Under a three-year agreement announced today by state Environment and Natural Resources (DENR) secretary Bill Ross, the state has contracted with the Conservation Trust for North Carolina to coordinate accelerated land-preservation efforts in the state. The pact capitalizes on the expertise of 22 N.C.-based local and regional land trusts, other conservation organizations and local governments to identify the highest-quality areas for preservation, and to work with private landowners to protect streams and wetlands threatened by development.
“This contract represents an historic step for the conservation of North Carolina’s green lands and blue waters,” Ross said. “It memorializes an innovative partnership that will enable the growing expertise of local land trusts and their broad knowledge of the natural resources in their regions to be used to maximum advantage in the state’s conservation efforts. The brightest economic future belongs to the states that maintain a high quality of peace and a high quality of life. This agreement will serve that goal for all North Carolinians.”
The new Ecosystem Enhancement Program (EEP) will manage the project for the state. EEP is an initiative that combines existing efforts in DENR and the state Department of Transportation (DOT) to compensate for the unavailable impacts of highway construction on streams and wetlands. Funding for the initiative will originate from existing dollars allocated to the state for mitigating such impacts.
“Partnerships such as this one are vital to receiving the best results for North Carolina,” said DOT secretary Lyndo Tippett. “The more efficiently that we can conserve quality lands in the state, the better we can have critically important transportation construction that will contribute to our economic well-being.”

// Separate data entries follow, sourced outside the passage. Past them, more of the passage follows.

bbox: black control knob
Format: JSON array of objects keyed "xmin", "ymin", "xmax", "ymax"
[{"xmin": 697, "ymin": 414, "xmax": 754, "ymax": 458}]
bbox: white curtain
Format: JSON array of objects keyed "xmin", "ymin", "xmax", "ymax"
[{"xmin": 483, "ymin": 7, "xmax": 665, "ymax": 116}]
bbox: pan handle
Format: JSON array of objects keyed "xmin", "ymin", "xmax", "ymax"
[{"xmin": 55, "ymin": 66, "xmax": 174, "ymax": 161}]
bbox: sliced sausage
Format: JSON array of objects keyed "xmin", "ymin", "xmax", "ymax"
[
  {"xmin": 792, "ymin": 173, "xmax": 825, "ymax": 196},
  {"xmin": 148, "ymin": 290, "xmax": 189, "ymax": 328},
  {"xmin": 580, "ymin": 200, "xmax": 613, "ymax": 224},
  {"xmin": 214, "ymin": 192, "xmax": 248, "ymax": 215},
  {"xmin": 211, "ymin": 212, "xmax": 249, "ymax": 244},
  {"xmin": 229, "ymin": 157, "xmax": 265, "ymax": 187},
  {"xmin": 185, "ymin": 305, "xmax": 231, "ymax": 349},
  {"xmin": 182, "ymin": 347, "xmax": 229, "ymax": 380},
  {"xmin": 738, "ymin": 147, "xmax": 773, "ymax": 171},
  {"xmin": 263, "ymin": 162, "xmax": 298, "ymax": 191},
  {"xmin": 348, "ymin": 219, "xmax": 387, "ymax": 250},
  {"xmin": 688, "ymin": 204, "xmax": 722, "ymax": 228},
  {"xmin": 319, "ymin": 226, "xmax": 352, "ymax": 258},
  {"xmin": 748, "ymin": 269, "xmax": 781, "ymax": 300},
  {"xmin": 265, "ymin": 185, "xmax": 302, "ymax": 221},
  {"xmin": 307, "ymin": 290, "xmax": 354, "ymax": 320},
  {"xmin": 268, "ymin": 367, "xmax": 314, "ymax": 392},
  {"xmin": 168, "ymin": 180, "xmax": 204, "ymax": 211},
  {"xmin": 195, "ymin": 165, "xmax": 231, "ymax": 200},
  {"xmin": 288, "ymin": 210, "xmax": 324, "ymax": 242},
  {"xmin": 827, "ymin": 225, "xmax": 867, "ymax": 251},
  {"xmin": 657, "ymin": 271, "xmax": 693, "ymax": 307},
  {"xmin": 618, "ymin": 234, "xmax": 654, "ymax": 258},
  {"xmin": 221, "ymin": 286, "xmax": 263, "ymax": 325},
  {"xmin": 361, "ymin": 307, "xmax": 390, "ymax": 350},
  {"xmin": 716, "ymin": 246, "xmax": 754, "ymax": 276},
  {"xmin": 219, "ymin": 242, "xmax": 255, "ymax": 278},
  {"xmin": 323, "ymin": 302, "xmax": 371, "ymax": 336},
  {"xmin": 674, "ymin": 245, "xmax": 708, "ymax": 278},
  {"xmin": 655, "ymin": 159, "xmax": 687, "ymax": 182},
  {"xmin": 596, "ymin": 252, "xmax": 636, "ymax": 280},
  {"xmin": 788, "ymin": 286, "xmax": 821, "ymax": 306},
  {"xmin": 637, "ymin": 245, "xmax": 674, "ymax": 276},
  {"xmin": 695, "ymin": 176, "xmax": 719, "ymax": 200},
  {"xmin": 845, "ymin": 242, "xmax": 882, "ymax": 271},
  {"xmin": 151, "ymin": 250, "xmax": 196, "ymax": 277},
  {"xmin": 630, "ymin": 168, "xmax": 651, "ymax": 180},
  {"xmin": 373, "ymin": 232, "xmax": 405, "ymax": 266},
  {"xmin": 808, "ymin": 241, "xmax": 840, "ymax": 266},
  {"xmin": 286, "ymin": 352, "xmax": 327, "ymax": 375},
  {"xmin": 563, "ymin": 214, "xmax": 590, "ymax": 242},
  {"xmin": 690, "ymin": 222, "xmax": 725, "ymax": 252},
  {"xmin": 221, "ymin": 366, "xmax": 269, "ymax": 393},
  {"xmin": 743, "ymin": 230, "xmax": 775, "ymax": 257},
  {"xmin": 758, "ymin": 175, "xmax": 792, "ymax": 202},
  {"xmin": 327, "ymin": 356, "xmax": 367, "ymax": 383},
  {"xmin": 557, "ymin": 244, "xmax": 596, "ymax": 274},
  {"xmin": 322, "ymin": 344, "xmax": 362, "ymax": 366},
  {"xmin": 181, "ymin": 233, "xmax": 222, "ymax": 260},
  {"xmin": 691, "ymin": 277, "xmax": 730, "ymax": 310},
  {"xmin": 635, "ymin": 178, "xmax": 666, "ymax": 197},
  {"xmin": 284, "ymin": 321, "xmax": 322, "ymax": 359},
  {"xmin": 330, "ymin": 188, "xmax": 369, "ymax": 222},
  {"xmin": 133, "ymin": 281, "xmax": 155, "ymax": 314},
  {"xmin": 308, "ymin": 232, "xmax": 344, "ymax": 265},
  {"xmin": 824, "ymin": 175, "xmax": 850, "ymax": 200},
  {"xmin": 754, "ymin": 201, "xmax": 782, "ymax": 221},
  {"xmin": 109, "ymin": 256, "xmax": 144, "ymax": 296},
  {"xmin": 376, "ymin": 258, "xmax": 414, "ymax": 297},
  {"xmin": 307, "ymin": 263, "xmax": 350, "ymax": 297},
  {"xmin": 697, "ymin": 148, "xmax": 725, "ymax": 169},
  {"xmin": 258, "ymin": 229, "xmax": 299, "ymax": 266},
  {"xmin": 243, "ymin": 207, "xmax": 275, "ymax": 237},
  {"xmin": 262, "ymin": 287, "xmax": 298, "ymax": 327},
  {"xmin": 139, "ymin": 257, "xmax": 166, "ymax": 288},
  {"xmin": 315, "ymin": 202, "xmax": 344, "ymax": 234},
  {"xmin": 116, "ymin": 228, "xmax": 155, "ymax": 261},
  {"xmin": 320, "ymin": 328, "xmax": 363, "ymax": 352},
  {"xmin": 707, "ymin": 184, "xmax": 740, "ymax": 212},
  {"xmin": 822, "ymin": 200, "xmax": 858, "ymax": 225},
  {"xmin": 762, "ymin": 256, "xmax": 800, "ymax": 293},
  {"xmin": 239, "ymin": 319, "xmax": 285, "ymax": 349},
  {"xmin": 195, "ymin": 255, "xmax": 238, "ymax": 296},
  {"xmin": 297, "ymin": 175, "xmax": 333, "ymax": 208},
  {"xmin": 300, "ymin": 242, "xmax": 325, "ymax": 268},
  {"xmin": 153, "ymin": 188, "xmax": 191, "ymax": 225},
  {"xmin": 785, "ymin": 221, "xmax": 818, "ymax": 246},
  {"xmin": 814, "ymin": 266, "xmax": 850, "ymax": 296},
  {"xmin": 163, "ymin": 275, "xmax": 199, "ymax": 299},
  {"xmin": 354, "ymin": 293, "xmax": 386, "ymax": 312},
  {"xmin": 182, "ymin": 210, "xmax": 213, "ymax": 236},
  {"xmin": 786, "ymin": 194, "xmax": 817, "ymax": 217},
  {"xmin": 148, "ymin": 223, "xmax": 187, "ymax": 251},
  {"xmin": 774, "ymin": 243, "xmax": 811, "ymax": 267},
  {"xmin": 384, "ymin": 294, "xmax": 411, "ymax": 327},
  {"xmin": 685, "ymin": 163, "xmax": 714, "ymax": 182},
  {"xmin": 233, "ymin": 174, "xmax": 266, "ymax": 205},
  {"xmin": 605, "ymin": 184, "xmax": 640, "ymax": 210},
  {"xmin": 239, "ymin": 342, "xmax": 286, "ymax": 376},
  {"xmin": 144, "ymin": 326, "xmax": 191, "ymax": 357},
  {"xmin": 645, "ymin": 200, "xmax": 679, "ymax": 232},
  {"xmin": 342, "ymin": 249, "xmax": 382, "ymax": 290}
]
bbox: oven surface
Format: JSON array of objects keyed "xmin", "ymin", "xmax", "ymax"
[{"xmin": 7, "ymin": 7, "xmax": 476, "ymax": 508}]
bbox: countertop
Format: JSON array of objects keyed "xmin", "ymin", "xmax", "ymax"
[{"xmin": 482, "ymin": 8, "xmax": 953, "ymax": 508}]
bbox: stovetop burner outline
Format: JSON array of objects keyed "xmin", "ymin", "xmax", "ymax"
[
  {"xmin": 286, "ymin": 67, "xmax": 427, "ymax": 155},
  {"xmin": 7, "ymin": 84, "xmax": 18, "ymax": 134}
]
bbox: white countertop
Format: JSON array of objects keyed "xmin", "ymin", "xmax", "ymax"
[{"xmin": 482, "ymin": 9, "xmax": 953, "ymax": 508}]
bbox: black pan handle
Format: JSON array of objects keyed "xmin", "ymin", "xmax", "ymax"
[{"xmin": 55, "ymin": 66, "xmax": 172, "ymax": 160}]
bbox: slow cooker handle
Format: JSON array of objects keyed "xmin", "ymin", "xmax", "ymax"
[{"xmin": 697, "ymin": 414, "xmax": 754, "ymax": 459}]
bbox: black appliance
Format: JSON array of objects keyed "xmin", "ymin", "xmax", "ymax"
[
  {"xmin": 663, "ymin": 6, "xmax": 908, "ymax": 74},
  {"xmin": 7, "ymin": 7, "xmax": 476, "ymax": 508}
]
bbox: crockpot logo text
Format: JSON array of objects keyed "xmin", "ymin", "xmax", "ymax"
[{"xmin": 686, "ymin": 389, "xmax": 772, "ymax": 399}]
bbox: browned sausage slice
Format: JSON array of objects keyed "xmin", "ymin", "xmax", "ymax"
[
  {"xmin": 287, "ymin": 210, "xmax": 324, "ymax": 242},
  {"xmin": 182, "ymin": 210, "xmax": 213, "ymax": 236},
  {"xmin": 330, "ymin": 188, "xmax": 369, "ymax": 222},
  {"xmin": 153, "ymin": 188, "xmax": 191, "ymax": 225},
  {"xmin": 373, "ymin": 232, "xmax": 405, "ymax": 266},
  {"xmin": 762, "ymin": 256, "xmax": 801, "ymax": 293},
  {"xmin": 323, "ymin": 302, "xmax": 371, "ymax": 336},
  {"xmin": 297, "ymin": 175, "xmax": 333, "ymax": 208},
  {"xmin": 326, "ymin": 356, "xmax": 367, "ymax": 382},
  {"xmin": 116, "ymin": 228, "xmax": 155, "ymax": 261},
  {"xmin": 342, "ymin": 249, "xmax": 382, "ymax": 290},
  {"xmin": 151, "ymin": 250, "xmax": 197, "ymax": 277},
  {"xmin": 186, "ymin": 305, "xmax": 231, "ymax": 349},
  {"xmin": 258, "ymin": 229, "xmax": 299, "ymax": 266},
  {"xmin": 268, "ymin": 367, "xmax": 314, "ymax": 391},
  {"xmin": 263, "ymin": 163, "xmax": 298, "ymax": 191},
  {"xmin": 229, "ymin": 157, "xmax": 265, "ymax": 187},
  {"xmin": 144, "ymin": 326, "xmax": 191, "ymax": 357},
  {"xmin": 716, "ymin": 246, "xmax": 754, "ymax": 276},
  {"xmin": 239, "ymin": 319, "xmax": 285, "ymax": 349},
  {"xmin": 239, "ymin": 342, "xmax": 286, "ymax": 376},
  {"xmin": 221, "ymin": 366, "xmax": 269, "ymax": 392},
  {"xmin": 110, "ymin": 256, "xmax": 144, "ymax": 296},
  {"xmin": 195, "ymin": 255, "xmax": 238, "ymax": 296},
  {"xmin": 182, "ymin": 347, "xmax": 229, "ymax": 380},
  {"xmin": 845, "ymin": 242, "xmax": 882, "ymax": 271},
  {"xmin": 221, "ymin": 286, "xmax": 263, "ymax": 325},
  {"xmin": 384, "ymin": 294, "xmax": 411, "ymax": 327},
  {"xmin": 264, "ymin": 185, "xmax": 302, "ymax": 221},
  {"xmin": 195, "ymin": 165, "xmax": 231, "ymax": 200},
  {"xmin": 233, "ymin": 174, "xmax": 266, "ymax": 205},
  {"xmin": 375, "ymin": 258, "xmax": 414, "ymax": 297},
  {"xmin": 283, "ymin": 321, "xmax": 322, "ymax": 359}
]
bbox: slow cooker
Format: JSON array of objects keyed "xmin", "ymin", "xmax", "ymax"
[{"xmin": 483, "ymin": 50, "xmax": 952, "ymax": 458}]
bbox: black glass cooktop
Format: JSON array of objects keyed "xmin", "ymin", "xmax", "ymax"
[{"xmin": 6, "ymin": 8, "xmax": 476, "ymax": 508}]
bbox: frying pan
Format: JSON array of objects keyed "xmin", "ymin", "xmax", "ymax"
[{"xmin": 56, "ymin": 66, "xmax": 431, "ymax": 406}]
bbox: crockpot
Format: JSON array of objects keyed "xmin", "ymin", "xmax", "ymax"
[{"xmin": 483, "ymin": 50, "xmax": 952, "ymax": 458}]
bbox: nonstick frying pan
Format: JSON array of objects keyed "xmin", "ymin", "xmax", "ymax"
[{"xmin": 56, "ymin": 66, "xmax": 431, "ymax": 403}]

“The state, through this agreement to assist in its efforts to mitigate unavoidable damage to streams and wetlands, will gain the expertise, innovation and local knowledge of preservation opportunities that the state’s land trusts bring to the table,” said Reid Wilson, Conservation Trust executive director. “The initiative represents unique public-private collaboration that will capitalize on the desire of landowners to protect the state’s resources for future generations.”
The initiative addresses the environmental and economic effects of lost open space in the state. More than 150,000 acres of open space are disappearing each year in North Carolina, affecting quality of life, air, and water quality, and the vitality of three of the state’s two largest economic engines, agriculture, tourism, and military bases.
Under the plan, EEP will identify regions where anticipated environmental impacts will occur, as well as associated conservation needs in various regions of the state. The Conservation Trust will coordinate with local land trusts to identify privately held sites across the state that might be protected voluntarily from future development. The land trusts will receive compensation on a performance basis for screening sites, securing sections on EEP-approved tracts, finalizing transactions and monitoring properties into the future.
Landowners willing to participate in the initiative can sell their property outright to the state or enter into conservation easement, a legal agreement that allows the landowner to maintain ownership and gain tax benefits while requiring property owners to give up rights to subdivide or develop the land.